The Carter Center announced Friday it will monitor the ongoing hand recount of the 2020 presidential election in Georgia to “help bolster transparency and confidence in election results” — the first time the nonprofit, which has observed elections around the world, will monitor any part of an election process in the United States.

The move comes after an extraordinary and prolonged effort by President Donald Trump and top Republicans to undermine confidence in the election’s outcome by baselessly claiming fraud and refusing to recognize President-elect Joe Biden’s victory. For more then three decades, the organization, founded by former President Jimmy Carter and former first lady Rosalyn Carter, has helped support democratic elections in countries during fragile and volatile times.

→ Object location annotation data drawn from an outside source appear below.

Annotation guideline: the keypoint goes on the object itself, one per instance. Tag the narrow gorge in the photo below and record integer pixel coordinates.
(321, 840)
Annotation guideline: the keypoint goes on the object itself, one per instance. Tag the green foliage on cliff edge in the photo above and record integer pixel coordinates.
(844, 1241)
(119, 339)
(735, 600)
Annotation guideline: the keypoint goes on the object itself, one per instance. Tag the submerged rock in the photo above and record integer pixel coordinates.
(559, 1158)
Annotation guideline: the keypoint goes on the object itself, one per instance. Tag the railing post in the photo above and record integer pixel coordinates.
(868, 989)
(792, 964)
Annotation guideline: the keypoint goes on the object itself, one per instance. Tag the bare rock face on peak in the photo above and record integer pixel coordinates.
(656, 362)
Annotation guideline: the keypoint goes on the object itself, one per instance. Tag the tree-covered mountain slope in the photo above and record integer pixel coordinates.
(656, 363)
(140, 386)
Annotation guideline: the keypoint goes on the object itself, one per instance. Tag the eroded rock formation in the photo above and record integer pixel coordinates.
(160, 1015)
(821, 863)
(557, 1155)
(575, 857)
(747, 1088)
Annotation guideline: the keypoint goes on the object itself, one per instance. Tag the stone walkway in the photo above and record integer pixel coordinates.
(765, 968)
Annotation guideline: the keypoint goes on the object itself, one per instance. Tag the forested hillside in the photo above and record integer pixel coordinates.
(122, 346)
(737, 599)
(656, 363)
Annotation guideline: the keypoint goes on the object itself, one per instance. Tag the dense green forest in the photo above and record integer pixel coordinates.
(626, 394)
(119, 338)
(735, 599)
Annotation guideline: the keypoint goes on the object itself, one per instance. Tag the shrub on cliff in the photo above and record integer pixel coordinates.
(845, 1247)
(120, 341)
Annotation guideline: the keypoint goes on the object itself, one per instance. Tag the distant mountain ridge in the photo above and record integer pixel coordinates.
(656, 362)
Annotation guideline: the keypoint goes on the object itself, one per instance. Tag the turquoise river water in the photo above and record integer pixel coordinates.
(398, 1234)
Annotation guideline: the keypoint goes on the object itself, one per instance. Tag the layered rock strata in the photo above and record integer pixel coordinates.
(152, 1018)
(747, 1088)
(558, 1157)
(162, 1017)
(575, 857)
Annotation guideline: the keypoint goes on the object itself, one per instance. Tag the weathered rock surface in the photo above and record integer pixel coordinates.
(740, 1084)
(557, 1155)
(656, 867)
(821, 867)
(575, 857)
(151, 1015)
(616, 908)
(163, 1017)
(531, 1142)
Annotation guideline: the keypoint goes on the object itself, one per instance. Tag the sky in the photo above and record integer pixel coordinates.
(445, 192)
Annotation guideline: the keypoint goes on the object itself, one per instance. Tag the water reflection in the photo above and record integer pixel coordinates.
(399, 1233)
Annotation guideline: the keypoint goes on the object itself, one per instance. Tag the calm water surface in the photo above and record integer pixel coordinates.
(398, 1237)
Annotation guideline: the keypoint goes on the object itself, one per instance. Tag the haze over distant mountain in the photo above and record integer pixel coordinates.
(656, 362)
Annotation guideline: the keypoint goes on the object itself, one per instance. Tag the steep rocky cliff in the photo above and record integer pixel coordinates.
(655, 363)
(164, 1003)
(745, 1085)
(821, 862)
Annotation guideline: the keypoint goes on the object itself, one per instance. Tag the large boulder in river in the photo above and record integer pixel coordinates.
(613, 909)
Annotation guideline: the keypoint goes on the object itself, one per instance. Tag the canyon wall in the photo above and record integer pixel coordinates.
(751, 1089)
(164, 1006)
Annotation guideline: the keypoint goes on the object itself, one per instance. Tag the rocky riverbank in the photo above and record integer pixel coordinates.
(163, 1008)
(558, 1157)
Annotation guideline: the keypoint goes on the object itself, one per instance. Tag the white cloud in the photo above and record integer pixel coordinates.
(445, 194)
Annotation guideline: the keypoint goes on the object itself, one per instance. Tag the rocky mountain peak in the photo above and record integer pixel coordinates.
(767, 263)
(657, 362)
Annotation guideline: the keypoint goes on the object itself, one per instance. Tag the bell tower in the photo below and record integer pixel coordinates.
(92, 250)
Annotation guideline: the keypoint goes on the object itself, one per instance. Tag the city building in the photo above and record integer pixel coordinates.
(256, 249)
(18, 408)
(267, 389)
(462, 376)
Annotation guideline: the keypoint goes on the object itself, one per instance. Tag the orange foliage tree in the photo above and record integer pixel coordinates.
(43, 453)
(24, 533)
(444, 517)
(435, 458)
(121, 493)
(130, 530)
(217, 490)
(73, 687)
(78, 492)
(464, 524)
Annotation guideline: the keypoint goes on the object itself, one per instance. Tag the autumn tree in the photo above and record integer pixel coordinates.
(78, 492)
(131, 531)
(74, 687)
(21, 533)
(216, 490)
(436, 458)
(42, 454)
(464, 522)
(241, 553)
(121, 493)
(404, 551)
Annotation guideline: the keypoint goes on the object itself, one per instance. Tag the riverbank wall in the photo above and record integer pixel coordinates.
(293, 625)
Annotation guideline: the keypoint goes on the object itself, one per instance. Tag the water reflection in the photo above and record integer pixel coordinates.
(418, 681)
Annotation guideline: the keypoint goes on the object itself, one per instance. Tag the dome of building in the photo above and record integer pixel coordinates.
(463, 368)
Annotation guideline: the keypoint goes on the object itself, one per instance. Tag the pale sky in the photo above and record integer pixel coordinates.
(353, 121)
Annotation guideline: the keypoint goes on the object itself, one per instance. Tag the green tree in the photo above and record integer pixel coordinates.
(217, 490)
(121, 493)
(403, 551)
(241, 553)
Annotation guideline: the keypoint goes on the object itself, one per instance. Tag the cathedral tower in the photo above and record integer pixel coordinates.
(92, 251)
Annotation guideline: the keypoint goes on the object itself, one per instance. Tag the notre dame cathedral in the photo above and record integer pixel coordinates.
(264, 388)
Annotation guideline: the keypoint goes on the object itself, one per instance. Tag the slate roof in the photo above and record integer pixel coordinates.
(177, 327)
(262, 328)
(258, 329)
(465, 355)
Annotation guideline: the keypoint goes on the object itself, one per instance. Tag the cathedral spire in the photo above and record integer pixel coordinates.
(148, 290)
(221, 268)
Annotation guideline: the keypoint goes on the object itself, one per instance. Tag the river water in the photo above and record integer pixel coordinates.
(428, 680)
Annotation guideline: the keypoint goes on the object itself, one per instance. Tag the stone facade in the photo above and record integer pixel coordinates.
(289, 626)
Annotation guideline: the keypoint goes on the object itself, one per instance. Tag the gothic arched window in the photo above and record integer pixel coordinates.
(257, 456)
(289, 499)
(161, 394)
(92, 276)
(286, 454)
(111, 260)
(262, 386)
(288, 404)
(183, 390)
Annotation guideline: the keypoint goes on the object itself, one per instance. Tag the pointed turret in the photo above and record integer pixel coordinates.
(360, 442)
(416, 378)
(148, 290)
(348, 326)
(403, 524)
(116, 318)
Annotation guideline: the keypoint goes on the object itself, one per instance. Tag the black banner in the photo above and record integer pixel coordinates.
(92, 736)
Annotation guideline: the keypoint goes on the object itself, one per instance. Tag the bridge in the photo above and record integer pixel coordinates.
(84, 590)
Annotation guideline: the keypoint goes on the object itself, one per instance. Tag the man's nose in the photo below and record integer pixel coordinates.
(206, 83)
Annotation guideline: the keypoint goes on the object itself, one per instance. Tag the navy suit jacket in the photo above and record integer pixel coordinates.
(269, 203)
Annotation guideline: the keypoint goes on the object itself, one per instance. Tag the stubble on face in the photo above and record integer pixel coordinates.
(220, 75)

Georgia’s Republican Secretary of State Brad Raffensperger announced Wednesday that the state will conduct an audit of the race, which includes all counties recounting, by hand, the nearly 5 million ballots cast.

On Friday afternoon, CNN projected Biden would win the state. As of Friday evening, Biden led Trump by more than 14,000 votes.

The Carter Center said Friday it will dispatch monitors to several county audit boards across the Peach State to watch the recount. It did not monitor voters when they cast ballots last week and the organization said this review is “not part of a broader assessment of the election as a whole.”

“What we’re monitoring is what many people have been calling the hand recount. Because the margin in the presidential race is so close, this sort of audit essentially requires review of every ballot by hand,” Paige Alexander, the Carter Center’s CEO, said in a statement. “This is unusual, but it provides an opportunity to build trust in the electoral system prior to the state’s certification of results.”

Soyia Ellison, a spokesperson for The Carter Center, confirmed to CNN that Georgia will be the first time the organization has been involved in monitoring any part of a US election.

In August, in response to its view that Americans were losing faith in their country’s electoral process, The Carter Center, for the first time in its history, launched a campaign in the US to “strengthen transparency and trust in the election process.”

“We have prioritized countries with a significant potential to advance democratic transitions or places where democracy has been under threat. Most of these countries have weak institutions and are plagued by political polarization, a lack of public trust, ethnic or racial divisions, or a history of troubled elections. Often, there are fears that the election results won’t be seen as credible or could trigger violence,” Jason Carter, the Center’s board of trustees chairman, and David Carroll, the head of the Center’s Democracy Program, wrote in an op-ed in CNN.

“Unfortunately, much of that description now applies to the US. If ever there was a time to address democracy and elections in our country, it is now,” they added.

The Carter Center has observed more than 100 elections in 39 countries, assessing the integrity of the process and helping the nations meet international standards for democratic elections.

The hand recount in Georgia began Friday morning and must be completed by Wednesday at midnight, just two days before the state’s November 20 deadline to certify the results.

Aside from the presidential election, Georgia is also home to two high-stakes US Senate races that appear headed to runoff elections in January. Earlier this week, the state’s two US senators who are both fighting for reelection, Republicans Kelly Loeffler and David Perdue, demanded that Raffensperger resign, accusing him without evidence of failing to “deliver honest and transparent elections.” Raffensperger swiftly rejected their calls.